Now don’t worry because Wisconsin is not the only state receiving millions of taxpayer dollars to distribute to small town communities like the ones that surround me. Small towns all over the U.S. such as those scattered throughout New Hampshire, Nevada, Illinois, and Wyoming are benefiting as well. Of the $2 million that’s slated for New Hampshire, a chunk of that is going toward making sure local police departments “get access to satellite television channels that transmit continuous news.” Gee, I wonder if I became a flag-waving, Bush-saluting member of the Americorps if I could convince the federal government to pay for my digital cable too? And it doesn’t require a doctorate in mathematics to calculate how much federal grant money is being dumped into the coffers of local governments nationwide to pay for stuff like this. A point of fact that becomes even more irritating when our major airports and water ports are still facing significant security challenges.

But I guess Americans have been convinced that these small town first responder units really need this grant money so that they are better prepared for terrorist attacks. Never mind that disasters such as those that befell New York and Washington on 9-11 are probably not going to be unleashed upon the Fox Cities Performing Arts Center. And even if a terrorist bombing did occur here, first responders in this area already have the equipment and training they need. These units have fully functioning emergency vehicles and they know how to rescue people from a burning building and treat the wounded. So what it comes down to is that this money is being used to buy equipment local fire and police departments could never afford or could never convince their local governments (and us residents) that the items were necessary. In addition, the money is being used for extra training in how to deal with future terrorist-related disasters even if these first responders live in a rural town with a population of 300 and that includes the cats, dogs, horses, and cows. And it’s “free money” these local first responder units are not going to readily want to give up.
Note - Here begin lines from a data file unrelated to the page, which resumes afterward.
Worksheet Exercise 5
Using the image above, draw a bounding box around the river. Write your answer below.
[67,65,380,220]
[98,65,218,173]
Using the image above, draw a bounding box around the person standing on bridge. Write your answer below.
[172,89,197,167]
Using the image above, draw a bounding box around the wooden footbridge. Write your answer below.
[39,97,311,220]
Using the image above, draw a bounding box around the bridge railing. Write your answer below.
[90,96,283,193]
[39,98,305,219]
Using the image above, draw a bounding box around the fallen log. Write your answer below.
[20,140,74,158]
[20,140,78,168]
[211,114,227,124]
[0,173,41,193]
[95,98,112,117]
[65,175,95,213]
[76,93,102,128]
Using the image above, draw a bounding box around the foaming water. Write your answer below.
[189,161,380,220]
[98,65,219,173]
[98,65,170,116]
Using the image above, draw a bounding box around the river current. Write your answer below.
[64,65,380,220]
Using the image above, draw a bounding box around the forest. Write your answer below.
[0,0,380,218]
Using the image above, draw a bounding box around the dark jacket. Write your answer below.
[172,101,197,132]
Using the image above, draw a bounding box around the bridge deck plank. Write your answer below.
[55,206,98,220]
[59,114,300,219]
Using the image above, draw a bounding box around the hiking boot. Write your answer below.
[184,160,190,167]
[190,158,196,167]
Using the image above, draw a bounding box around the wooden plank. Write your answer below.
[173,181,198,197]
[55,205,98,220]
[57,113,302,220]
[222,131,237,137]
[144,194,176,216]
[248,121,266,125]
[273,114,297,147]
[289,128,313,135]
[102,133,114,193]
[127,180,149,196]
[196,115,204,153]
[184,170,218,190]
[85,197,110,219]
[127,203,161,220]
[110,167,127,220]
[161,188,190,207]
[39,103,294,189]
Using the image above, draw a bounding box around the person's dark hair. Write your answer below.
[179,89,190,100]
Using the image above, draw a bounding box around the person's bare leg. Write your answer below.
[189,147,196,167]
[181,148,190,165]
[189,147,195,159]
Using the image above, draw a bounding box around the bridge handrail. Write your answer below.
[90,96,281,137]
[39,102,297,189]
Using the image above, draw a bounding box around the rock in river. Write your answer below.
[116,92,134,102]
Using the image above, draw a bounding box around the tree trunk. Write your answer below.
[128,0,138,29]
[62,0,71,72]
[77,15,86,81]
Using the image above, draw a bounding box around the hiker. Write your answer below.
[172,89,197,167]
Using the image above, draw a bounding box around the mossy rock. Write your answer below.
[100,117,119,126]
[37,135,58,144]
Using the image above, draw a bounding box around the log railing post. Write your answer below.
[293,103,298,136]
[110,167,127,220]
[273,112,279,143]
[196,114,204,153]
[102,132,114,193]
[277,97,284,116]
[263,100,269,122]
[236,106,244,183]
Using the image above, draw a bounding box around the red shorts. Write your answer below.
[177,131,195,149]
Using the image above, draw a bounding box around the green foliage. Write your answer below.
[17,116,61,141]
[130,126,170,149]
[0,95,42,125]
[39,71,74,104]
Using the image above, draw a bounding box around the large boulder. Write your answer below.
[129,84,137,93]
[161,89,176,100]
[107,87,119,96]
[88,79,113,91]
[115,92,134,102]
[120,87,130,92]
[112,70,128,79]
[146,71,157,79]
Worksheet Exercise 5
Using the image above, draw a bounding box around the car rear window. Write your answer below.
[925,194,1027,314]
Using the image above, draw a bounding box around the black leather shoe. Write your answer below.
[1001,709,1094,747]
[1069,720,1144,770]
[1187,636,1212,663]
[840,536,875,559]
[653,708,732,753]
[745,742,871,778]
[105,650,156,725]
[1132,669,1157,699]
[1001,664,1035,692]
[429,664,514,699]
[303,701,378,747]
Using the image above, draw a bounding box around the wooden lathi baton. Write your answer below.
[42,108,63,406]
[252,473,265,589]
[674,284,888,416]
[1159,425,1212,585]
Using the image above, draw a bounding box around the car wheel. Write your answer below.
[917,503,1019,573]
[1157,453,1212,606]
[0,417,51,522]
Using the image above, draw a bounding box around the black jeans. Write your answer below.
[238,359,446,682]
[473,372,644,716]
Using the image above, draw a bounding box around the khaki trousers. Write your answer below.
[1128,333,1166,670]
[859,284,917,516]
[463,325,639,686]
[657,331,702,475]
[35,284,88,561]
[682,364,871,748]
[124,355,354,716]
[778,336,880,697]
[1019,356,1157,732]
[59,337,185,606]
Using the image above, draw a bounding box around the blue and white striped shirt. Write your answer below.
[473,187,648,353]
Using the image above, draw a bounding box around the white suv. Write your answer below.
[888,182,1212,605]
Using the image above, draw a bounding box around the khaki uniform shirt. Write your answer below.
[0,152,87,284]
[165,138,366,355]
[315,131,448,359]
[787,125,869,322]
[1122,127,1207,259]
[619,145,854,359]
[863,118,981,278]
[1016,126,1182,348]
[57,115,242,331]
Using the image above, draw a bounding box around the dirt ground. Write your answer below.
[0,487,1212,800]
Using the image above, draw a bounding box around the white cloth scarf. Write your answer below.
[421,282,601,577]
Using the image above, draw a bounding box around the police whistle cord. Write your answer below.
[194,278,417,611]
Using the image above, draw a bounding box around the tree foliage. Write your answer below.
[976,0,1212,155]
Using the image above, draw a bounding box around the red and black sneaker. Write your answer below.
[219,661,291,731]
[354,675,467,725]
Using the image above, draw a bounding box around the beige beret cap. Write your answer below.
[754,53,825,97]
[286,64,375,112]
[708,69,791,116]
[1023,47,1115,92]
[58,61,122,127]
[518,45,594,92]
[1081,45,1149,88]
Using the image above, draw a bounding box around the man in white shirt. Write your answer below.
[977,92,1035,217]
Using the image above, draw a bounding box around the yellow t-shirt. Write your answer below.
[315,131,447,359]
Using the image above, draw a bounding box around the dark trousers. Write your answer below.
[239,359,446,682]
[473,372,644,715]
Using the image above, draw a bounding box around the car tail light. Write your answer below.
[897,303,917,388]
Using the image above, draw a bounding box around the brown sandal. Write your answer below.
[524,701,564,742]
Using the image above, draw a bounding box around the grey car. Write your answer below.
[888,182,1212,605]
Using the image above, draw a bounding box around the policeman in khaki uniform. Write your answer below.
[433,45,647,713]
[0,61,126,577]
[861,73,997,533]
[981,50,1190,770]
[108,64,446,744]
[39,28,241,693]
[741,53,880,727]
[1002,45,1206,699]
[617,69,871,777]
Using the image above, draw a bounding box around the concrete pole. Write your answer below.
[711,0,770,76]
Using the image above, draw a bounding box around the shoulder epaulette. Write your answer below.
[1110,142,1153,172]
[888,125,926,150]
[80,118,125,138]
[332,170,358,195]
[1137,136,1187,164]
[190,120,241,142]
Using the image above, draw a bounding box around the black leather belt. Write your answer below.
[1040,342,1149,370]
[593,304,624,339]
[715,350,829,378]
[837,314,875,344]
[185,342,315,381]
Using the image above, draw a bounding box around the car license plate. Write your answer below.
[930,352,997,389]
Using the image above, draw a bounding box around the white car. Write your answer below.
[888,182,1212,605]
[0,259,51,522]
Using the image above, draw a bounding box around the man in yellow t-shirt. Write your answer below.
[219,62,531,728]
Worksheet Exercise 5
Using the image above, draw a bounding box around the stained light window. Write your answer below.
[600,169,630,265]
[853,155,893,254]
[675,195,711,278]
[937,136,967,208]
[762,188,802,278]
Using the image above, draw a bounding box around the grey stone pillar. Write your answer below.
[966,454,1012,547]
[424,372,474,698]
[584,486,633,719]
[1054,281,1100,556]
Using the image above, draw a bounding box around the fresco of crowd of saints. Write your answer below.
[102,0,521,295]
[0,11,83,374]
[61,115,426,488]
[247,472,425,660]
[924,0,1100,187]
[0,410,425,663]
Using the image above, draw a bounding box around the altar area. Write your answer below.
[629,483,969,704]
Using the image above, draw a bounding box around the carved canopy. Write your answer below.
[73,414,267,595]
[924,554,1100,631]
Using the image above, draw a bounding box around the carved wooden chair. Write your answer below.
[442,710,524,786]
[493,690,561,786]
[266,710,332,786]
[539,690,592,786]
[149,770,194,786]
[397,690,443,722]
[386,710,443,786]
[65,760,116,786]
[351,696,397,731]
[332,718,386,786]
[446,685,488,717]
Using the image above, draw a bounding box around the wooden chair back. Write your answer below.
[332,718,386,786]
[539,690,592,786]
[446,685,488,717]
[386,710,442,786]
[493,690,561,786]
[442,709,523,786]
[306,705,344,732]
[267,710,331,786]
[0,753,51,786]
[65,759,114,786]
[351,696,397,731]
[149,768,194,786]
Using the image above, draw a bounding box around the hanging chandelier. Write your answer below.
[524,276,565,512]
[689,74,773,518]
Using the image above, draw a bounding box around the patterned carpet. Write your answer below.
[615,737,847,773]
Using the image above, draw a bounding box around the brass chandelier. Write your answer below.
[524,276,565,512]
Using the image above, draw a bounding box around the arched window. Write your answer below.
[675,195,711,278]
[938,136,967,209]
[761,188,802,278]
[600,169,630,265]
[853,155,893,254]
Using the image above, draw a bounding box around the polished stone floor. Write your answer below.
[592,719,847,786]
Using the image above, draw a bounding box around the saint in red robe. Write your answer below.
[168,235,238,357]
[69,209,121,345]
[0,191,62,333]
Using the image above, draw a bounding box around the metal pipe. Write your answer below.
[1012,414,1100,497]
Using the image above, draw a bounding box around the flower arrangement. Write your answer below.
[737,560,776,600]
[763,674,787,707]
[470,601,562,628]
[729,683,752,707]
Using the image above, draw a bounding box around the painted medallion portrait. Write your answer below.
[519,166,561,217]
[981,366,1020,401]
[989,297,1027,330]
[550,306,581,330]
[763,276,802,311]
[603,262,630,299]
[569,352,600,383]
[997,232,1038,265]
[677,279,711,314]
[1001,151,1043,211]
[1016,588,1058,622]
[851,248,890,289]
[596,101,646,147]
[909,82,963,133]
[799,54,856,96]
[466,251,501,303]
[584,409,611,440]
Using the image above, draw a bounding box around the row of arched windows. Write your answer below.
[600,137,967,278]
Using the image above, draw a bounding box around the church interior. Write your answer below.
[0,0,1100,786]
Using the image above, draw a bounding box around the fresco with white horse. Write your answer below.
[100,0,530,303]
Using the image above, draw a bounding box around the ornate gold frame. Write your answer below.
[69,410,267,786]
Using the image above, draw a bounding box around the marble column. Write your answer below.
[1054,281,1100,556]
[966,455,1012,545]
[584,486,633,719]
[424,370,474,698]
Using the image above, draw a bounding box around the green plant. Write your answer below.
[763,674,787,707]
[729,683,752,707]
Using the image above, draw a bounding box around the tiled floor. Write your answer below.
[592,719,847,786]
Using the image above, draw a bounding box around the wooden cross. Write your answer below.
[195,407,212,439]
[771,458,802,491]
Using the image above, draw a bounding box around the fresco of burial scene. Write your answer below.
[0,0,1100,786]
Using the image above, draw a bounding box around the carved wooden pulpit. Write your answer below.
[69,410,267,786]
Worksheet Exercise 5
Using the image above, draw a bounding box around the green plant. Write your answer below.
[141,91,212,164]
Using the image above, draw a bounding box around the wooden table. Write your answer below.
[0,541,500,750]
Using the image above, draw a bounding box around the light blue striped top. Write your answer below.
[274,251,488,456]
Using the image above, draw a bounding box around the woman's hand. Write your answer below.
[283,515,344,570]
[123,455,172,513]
But not everyone in my hometown area is taking part in the Homeland Security grant free for all. Police Chief David Peterson heads up the Fox Valley Metro police department which serves both Little Chute and neighboring Kimberly. When asked what he thought about the Homeland Security Department and the current grant frenzy, he replied: “In a nutshell, I think it’s a joke.” Pointing out that the national debt has reached a record-breaking, heart-stopping $7 trillion, Peterson sees the Homeland Security grants as nothing more than a colossal waste. “We’re supposedly trying to cut back on a deficit,” he stressed, but at the same time “every state wants a piece of the pie.” For this police chief, the Homeland Security grants are nothing more than job security for Senators. Peterson, who has kept his police department’s budget running in the black for the past several years, stressed that if more politicians and other civil servants operated the same way, America wouldn’t be facing such a huge national deficit. “Could I upgrade some equipment here?” Peterson said, “Sure. But I’ll do it the right way.”

Now to be fair, there are others out there who are beginning to realize that the Homeland Security grant program is a bit flawed. Overall though, local first responders are taking advantage of the taxpayer money being made available to them. But what’s more important is that it doesn’t matter how many new air tanks, tazer guns, and other equipment local police and fire departments purchase with this grant money – none of this is going protect Americans from the acts of terrorism that devastated New York and Washington. Suicide missions cannot be easily deterred as our soldiers in Iraq – not to mention everyone living in and around Jerusalem – have learned. For that, we’re going to have a take a cold, hard look into how and why America is an enemy to these terrorist groups in the first place.

But hey, at least the police headquarters in Combined Locks is well protected.